Have I mentioned that beer is actually cheaper than water here? Don't worry; I'm not going to become a drunk. But the weisse beer is good. The show may have been a little better with it, too.

But after that I was tired, so I came back to the hotel. It doesn't feel like the fourth of July at all...no one is shooting fireworks right now. Fortunately, I did see a few of the fireworks when I got here on Sunday for the end of the Bergstadfest. So two years ago, I returned to America just in time for the fourth of July fireworks. And this week, I got here just in time to see them after the Bergstadfest.

Or maybe whenever I enter a country, they shoot fireworks. After all, I am Opera Girl. 

Wednesday, July 3, 2013

Return to Germany

If you were in any doubt, I can settle the question: fly Lufthansa. It was two years ago that I last crossed the Atlantic (on an American island that shall remain nameless), so some details may be hazy in my memory. Perhaps they didn't charge me for headphones to watch a movie in-flight, as they often do on domestic flights. But I think I would remember if they'd offered me multiple glasses of wine at no charge or coffee (which was delicious, if you were wondering) after dinner.

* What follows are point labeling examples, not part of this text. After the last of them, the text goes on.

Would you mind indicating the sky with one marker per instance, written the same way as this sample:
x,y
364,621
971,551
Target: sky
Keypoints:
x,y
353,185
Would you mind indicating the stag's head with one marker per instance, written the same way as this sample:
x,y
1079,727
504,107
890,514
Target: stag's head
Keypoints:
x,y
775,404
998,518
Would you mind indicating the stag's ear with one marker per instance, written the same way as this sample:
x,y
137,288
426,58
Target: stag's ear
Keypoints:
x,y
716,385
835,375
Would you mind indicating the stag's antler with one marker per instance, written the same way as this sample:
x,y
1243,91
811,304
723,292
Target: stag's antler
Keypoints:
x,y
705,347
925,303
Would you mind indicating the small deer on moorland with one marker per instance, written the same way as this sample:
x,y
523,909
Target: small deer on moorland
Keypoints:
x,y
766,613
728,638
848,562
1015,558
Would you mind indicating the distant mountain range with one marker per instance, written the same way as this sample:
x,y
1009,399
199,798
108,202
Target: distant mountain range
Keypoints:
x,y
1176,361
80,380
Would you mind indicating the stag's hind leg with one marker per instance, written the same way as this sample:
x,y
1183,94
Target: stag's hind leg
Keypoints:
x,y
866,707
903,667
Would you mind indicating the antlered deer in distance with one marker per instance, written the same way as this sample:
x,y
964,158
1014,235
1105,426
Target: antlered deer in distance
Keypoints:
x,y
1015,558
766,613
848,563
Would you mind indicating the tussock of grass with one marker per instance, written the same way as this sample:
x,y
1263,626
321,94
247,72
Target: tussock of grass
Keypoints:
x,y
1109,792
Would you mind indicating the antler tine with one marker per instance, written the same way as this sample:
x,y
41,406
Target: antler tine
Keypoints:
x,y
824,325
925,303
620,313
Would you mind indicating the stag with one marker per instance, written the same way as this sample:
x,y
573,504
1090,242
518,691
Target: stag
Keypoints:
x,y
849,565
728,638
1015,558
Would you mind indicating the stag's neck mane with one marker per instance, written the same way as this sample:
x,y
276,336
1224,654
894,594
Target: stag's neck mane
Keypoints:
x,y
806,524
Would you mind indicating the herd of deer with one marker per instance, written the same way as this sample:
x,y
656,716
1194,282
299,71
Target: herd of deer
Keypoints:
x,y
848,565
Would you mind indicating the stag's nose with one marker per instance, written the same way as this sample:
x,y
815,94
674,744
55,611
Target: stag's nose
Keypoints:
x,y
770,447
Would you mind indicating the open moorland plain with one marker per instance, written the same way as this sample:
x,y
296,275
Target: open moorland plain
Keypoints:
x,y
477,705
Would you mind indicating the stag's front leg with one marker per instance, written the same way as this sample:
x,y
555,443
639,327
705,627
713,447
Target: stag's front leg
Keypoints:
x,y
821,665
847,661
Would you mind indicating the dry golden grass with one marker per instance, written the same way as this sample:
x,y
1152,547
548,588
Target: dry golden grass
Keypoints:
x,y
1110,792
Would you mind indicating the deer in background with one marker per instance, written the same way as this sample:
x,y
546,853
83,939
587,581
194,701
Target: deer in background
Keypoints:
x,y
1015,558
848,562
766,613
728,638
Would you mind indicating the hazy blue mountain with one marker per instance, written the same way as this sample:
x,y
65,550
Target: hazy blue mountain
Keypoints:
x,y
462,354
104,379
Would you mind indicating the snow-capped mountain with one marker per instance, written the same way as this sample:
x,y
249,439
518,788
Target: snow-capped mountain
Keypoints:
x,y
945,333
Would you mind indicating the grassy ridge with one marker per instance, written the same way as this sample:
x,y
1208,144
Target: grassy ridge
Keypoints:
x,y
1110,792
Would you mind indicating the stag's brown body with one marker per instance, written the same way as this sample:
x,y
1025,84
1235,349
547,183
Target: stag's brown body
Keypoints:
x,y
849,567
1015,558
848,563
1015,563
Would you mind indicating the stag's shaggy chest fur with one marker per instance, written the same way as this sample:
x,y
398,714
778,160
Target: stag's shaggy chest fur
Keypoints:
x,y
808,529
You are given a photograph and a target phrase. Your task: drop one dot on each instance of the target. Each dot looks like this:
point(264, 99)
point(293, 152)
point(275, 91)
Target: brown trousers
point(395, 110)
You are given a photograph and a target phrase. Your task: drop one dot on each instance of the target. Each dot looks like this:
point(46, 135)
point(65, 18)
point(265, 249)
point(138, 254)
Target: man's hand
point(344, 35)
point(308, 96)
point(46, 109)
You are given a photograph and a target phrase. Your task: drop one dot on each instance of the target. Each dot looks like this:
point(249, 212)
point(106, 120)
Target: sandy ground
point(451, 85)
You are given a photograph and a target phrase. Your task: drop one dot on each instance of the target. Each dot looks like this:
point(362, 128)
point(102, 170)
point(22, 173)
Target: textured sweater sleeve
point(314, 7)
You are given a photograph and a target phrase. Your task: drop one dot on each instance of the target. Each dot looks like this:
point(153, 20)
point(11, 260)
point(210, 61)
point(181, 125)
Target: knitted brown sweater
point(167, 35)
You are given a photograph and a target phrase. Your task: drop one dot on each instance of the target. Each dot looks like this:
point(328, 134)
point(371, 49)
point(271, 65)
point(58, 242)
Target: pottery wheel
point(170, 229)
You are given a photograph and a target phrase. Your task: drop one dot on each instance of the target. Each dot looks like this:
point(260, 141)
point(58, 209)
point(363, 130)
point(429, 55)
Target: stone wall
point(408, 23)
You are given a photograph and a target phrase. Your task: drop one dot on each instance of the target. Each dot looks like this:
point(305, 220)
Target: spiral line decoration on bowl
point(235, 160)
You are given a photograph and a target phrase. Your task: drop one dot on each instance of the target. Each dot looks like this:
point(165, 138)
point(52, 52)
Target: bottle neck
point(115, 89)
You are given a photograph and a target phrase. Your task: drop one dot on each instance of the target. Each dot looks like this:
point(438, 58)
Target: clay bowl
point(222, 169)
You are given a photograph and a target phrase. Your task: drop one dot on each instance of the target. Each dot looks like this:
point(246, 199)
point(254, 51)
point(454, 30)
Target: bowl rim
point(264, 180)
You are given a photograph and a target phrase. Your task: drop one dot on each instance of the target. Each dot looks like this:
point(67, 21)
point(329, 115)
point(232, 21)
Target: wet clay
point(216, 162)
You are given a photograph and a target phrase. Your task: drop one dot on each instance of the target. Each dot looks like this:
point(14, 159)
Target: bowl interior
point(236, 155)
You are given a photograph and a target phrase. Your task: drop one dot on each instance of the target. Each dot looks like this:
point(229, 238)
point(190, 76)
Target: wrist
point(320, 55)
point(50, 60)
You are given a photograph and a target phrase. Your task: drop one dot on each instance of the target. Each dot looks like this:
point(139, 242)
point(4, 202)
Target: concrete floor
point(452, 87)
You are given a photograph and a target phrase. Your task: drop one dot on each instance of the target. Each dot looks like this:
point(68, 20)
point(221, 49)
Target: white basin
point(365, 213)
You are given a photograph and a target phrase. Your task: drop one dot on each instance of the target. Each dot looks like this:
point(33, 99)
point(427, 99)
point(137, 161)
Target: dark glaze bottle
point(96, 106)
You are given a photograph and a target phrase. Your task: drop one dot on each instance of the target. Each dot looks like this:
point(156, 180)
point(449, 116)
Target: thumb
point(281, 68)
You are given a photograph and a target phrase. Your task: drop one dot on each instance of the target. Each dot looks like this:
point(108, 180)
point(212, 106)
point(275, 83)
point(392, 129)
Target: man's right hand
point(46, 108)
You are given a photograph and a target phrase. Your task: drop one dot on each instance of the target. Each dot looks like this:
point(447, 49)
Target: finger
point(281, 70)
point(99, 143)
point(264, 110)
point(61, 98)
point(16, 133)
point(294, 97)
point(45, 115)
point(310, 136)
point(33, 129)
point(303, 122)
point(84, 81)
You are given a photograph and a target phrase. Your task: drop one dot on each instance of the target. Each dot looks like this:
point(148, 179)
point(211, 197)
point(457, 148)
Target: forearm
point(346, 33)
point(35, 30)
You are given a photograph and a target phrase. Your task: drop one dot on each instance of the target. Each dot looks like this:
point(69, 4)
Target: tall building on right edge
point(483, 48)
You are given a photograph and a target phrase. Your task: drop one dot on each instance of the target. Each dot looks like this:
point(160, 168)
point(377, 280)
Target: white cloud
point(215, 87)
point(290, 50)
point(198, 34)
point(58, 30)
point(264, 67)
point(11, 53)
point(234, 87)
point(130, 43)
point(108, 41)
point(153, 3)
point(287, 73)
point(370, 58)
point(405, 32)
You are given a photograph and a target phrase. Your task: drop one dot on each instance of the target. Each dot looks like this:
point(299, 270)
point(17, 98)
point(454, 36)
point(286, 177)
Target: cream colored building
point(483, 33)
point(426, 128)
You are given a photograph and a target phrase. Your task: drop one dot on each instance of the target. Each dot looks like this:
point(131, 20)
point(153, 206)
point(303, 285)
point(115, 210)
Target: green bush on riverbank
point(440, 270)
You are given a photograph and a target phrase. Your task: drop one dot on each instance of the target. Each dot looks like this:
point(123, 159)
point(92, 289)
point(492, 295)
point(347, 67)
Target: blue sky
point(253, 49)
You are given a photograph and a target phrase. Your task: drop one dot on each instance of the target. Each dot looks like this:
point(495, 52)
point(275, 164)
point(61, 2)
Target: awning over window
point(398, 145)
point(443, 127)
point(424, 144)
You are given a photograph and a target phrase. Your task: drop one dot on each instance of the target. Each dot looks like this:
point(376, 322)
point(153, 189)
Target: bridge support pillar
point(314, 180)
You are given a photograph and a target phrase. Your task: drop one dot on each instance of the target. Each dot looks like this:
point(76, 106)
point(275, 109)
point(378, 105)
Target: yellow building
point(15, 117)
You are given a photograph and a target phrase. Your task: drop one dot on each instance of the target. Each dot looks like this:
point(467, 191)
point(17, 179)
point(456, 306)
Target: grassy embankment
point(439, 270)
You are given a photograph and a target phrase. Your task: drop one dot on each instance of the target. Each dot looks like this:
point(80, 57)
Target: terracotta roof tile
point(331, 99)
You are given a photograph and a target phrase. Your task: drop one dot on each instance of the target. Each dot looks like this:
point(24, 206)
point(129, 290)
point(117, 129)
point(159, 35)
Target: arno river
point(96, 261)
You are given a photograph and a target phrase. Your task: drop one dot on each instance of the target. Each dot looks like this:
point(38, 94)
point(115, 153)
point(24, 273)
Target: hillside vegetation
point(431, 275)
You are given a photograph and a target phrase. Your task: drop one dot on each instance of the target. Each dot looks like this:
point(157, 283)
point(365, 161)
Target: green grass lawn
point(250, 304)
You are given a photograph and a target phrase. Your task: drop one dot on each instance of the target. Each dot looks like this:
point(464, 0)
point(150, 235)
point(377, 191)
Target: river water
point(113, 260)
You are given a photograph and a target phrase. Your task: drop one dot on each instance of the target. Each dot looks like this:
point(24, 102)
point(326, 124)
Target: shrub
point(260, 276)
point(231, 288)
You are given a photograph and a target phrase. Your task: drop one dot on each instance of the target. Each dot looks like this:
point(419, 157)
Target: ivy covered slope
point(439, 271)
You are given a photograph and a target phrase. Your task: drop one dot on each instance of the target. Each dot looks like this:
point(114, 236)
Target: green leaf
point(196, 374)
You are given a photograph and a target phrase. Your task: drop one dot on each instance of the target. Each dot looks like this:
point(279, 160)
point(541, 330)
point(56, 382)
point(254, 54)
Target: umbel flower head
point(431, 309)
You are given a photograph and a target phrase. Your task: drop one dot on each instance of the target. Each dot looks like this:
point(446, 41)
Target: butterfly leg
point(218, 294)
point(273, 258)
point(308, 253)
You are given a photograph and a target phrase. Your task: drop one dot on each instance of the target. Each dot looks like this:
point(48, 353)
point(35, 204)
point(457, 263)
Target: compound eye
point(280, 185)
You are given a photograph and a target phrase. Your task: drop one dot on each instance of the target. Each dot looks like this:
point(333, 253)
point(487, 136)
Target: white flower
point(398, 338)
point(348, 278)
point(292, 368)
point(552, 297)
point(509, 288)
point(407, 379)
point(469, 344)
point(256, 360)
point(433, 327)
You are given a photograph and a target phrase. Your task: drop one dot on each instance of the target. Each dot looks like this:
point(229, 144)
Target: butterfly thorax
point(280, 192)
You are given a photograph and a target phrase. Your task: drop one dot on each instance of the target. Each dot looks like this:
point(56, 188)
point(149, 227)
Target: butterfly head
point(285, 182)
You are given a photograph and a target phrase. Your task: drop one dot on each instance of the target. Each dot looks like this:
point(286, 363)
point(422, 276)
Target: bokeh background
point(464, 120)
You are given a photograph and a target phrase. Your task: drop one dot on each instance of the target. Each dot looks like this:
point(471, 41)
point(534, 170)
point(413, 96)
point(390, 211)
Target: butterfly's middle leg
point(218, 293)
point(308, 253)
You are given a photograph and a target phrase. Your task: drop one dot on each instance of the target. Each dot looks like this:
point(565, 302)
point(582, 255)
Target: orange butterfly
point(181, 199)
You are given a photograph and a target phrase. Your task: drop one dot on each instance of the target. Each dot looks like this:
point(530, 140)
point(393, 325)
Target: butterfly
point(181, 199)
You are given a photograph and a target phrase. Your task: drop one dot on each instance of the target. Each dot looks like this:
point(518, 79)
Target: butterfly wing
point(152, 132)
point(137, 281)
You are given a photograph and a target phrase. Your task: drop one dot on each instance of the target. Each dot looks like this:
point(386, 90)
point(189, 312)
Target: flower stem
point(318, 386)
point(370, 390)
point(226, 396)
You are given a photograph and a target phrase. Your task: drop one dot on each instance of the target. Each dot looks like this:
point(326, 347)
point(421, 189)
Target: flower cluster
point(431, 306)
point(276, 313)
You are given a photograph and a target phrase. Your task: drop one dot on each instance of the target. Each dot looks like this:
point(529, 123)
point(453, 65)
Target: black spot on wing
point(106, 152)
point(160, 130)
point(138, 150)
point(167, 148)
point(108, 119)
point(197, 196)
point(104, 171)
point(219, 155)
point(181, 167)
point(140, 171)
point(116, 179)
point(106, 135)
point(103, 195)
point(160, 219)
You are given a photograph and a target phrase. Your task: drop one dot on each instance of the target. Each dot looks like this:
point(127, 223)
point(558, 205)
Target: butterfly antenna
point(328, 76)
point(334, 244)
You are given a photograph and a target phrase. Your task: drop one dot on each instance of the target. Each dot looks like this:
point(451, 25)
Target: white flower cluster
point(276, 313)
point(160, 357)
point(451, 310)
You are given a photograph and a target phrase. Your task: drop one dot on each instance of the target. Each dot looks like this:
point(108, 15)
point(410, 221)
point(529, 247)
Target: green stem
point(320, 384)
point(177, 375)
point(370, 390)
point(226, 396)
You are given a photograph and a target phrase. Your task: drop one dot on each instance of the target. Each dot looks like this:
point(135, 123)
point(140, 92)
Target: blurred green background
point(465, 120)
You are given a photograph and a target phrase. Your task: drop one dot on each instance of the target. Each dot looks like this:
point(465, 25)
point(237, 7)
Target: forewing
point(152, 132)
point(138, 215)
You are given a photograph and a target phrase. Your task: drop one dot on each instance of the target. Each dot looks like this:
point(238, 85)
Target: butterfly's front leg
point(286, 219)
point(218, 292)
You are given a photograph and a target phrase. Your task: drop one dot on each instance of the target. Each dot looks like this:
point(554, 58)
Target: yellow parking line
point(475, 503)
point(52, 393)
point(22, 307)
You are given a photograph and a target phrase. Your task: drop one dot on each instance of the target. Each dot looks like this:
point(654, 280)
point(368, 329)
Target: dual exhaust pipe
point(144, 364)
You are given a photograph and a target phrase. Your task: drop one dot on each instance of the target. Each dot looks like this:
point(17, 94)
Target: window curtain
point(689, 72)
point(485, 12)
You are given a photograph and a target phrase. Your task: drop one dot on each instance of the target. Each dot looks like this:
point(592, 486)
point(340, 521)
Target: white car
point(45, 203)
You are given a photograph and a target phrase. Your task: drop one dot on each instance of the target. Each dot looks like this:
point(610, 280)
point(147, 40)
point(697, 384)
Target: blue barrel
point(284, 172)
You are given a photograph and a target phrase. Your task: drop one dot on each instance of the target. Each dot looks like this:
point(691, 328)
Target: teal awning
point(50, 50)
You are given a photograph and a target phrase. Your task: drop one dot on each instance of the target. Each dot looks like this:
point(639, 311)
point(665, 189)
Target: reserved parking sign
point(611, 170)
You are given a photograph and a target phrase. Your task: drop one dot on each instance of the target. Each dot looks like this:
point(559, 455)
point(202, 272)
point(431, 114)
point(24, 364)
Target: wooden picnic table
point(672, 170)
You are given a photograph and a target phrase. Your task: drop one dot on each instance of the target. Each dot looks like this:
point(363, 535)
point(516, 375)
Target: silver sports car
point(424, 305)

On Lufthansa, I did get those things.

Also, I do remember that two years ago, by the time they served dinner at my seat, they were out of pasta and so gave me chicken. I was still eating meat at that time, but only free range. So I didn't eat chicken, and I wasn't very happy about it. This time, I had pasta (it was also delicious. Everything was, actually, to save you the trouble of asking again). And it was served on a real plate and the meal included a brownie with half a strawberry and whipped cream for dessert.

Furthermore, the flight attendants are German on Lufthansa. They speak German to each other and have cool accents when they speak to me in English.

Finally (but actually first), I had too much luggage. The gentleman at the check-in counter (who should also remain nameless) let me check all my bags and gave me a break on the fees. My sister said that was a good omen. The second good omen was that my seat on the airplane was by the emergency exit and bathrooms and had excessive leg room. I was able to stretch out some and even sleep a little.

So the omens say this will be a good trip. And next time you're flying over the Atlantic, I suggest you consider Lufthansa. (No, they didn't pay me for this advertisement.)

Thursday, December 15, 2011

A non-operatic adventure

So a friend suggested I should tell this story on yelp (which I have never read nor posted on), but I thought I'd share it here first.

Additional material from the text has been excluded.